CoreLogic, a global property information, analytics and data-enabled solutions provider, today released its monthly Loan Performance Insights report for April 2021.
For April, 4.7% of all mortgages in the U.S. were in some stage of delinquency (30 days or more past due, including those in foreclosure), representing a 1.4 percentage point decrease in delinquency compared to April 2020, when it was 6.1%. This month’s overall delinquency marks the lowest rate in a year.
To gain an accurate view of the mortgage market and loan performance health, CoreLogic examines all stages of delinquency. In April 2021, the delinquency and transition rates, and their year-over-year changes, were as follows:
· Early-stage delinquencies (30 to 59 days past due): 1%, down from 4.2% in April 2020.
· Adverse delinquency (60 to 89 days past due): 0.3%, down from 0.7% in April 2020.
· Serious delinquency (90 days or more past due, including loans in foreclosure): 3.3%, up from 1.2% in April 2020.
· Foreclosure inventory rate (the share of mortgages in some stage of the foreclosure process): 0.3%, unchanged from April 2020.
· Transition rate (the share of mortgages that transitioned from current to 30 days past due): 0.6%, down from 3.4% in April 2020.
CoreLogic’s data for April 2021 reports its first year-over-year decrease and the lowest overall delinquency rate since the onset of the pandemic as job and income recovery enables more homeowners to remain or return to current mortgage payment status.
Additionally, in an effort to help borrowers who are in forbearance programs, financial institutions and government entities are continuing to enact provisions that give homeowners ample opportunity to bounce back and keep their homes.
“The sharp rebound in the economy, as well as a potent combination of government fiscal and regulatory help, is fueling unprecedented demand for residential housing and enabling people to buy and stay in their homes,” said Frank Martell, president and CEO of CoreLogic. “The drop in delinquency rates is a further manifestation of the benefits of these tail winds. Barring an unforeseen change, we expect rates to continue to fall and home prices rise over the next 12 to 18 months.”
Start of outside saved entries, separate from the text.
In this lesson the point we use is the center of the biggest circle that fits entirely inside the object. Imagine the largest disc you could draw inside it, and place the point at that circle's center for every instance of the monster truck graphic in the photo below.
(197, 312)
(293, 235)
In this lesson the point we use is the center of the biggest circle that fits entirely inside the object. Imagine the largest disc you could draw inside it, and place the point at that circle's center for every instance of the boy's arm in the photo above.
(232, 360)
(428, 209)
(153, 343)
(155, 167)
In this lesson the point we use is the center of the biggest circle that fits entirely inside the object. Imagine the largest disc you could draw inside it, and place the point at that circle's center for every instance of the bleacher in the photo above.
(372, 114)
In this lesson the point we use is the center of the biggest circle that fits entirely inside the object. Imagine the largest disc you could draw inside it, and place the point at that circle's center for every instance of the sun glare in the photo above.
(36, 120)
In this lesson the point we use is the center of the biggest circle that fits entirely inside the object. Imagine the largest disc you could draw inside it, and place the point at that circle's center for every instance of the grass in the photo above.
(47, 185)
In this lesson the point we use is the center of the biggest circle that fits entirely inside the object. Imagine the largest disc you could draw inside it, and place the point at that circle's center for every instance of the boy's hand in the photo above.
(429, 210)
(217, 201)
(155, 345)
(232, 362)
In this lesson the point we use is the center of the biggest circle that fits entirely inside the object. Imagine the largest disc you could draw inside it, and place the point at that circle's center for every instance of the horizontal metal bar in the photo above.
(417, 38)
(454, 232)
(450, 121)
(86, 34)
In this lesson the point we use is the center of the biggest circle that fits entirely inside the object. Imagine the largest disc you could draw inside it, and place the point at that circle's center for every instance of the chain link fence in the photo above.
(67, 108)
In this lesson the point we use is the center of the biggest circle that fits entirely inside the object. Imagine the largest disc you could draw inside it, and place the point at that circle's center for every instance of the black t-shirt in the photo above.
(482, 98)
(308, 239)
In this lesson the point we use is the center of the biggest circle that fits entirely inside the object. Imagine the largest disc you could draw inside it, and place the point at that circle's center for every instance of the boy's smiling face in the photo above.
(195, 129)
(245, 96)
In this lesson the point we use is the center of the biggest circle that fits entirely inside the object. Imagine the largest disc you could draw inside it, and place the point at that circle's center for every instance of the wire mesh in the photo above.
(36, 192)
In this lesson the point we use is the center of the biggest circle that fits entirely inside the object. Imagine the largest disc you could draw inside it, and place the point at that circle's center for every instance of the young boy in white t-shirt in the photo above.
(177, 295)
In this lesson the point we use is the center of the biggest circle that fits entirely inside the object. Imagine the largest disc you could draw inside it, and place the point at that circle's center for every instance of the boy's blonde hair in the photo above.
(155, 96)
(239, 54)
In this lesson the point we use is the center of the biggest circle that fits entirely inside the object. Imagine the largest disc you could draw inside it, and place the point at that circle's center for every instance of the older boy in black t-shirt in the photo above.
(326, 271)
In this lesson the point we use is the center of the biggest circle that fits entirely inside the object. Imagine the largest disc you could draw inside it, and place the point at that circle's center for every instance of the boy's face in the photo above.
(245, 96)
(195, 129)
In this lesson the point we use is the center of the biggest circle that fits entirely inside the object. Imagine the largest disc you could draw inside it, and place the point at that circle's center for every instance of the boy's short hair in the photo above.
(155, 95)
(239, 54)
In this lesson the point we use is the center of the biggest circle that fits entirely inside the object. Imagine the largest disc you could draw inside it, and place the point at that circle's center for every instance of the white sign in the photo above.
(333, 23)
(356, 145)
“Natural hazard events and job loss in the oil and gas industry during the past year continue to affect local delinquency rates, despite a general decline in delinquency rates in many urban areas,” said Frank Nothaft, chief economist at CoreLogic. “Of all metros, Odessa and Midland, Texas, had the largest one-year jumps in serious delinquency rates, followed by Lake Charles, Louisiana, which was hit hard by Hurricanes Laura and Delta in 2020.”
State and metro takeaways
· In April, nearly all states logged a decrease in annual overall delinquency rates (only Wyoming experienced a slight increase with a 0.1 percentage-point uptick), and a significant portion of metro areas posted at least a small annual decrease, with only eight experiencing a year-over-year increase.
· Among metros, Odessa, Texas, still recovering from job losses in the oil industry, had the largest annual overall delinquency increase with 2.4 percentage points.
· Other metro areas with significant overall delinquency increases included Midland, Texas (up 2.3 percentage points); Lake Charles, Louisiana (up 0.8 percentage points); Enid, Oklahoma (up 0.7 percentage points) and Casper, Wyoming (up 0.6 percentage points).